If you’re looking for proto-Wittgenstein parallels from the era of German Idealism, this one seems pithy enough to me:
Warum kann der lebendige Geist dem Geist nicht erscheinen?
Spricht die Seele, so spricht ach! schon die Seele nicht mehr.Why can’t the living spirit manifest itself to the spirit?
If the soul speaks, alas, it is no longer the soul that speaks.(Schiller, “Sprache”)
There’s a thread straight through to Hofmannsthal and Wittgenstein (early and late).
23 April 2007 at 08:03
That’s pretty great. And yet LW says that the best picture of the human soul is the human face.
23 April 2007 at 15:30
nun, dies hier ist wohl eine arkadische landschaft an bäumen, büschen u grashalmen, die ich des öfteren aufsuchen werde, würzige luft zu atmen…
23 April 2007 at 20:47
The face does not speak…it shows!
24 April 2007 at 15:49
yet there is a statement from Wittgenstein in which he says that he was not so convinced about Schillers contributions to philosophy…W says Schiller has had the understanding but he did not make something out of it, developed somethign out of this insight….I tend to agree with W here, myself not such a big fan of Schiller…

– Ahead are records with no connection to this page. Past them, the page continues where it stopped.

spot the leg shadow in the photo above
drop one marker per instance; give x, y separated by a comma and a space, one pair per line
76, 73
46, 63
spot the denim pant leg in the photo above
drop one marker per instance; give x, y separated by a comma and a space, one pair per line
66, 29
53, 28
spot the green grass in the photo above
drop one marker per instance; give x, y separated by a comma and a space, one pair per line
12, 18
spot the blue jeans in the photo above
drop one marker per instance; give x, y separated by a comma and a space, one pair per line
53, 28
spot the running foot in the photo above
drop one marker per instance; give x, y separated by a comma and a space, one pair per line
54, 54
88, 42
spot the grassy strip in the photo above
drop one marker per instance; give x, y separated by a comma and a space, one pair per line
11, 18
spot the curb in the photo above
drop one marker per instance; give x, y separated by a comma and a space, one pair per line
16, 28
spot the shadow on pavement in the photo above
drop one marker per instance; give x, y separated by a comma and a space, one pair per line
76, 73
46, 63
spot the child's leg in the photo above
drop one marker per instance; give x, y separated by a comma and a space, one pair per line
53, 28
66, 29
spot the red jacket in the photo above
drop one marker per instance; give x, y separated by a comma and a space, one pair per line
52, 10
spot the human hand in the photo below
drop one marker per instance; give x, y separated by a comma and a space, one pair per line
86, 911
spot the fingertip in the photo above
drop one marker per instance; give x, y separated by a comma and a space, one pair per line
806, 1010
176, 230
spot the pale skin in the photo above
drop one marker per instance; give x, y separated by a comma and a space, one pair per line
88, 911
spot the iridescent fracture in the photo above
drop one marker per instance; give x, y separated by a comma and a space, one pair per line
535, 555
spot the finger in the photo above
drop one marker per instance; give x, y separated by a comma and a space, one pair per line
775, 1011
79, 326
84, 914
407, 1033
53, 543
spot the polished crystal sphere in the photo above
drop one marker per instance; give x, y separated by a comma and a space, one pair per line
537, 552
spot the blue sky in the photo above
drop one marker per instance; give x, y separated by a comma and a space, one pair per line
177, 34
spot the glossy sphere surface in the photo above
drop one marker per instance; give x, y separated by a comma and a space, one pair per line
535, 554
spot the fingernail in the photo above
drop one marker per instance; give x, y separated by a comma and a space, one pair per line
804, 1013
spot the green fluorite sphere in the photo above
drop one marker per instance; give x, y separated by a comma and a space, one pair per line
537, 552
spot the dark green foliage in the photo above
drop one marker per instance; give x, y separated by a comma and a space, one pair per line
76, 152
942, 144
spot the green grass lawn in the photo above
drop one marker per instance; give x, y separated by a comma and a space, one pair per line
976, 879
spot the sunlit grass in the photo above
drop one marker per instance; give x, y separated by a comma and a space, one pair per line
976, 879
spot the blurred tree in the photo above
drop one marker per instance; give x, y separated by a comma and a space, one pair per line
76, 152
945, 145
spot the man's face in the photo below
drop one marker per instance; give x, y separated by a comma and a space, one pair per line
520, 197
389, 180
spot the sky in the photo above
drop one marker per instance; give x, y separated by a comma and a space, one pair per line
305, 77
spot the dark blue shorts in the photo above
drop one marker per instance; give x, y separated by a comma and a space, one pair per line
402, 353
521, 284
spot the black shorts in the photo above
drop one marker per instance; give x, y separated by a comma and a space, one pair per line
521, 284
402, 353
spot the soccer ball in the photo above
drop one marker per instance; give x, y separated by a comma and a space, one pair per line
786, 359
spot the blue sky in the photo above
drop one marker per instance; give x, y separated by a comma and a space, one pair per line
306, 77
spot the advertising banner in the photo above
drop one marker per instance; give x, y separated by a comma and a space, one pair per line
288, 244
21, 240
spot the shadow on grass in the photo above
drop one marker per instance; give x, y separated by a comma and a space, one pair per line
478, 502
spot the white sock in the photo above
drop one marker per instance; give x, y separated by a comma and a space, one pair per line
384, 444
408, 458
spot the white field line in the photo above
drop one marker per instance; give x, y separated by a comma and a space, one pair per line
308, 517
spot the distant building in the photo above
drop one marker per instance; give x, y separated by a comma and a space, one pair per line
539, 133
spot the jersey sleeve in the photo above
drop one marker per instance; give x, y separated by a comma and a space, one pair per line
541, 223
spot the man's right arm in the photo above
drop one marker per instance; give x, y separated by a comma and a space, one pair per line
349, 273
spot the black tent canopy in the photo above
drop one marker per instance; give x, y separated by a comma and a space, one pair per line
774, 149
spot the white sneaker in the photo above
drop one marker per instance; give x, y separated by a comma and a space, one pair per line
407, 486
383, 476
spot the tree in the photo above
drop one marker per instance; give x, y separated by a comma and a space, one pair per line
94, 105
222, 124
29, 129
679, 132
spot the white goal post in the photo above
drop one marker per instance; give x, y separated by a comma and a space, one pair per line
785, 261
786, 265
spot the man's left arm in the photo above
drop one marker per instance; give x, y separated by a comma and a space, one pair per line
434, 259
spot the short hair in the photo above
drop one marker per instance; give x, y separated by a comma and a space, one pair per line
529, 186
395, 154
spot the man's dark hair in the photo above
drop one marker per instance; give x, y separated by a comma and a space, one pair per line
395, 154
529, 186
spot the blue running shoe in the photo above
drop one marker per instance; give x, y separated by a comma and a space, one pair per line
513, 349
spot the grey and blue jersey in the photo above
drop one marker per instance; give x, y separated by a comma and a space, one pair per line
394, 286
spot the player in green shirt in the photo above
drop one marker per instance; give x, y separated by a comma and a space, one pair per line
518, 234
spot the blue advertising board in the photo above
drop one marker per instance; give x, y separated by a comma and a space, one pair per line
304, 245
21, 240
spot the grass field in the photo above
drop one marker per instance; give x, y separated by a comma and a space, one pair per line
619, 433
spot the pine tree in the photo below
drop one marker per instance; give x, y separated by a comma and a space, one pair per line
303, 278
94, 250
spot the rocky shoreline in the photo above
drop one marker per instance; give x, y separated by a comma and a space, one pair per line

that’s in volume 8 of the suhrkampedition page 543 (and elsewhere)
26 April 2007 at 23:02
No, I’m not a Schiller fan myself; if we can get pica in here I’m sure she would have something to say about Schiller falling prey to the “Oldest Programme for a System of German Idealism.” I feel that things are always too easy in Schiller. (Likewise with Adorno.) And so the promise of this little epigram isn’t fulfilled.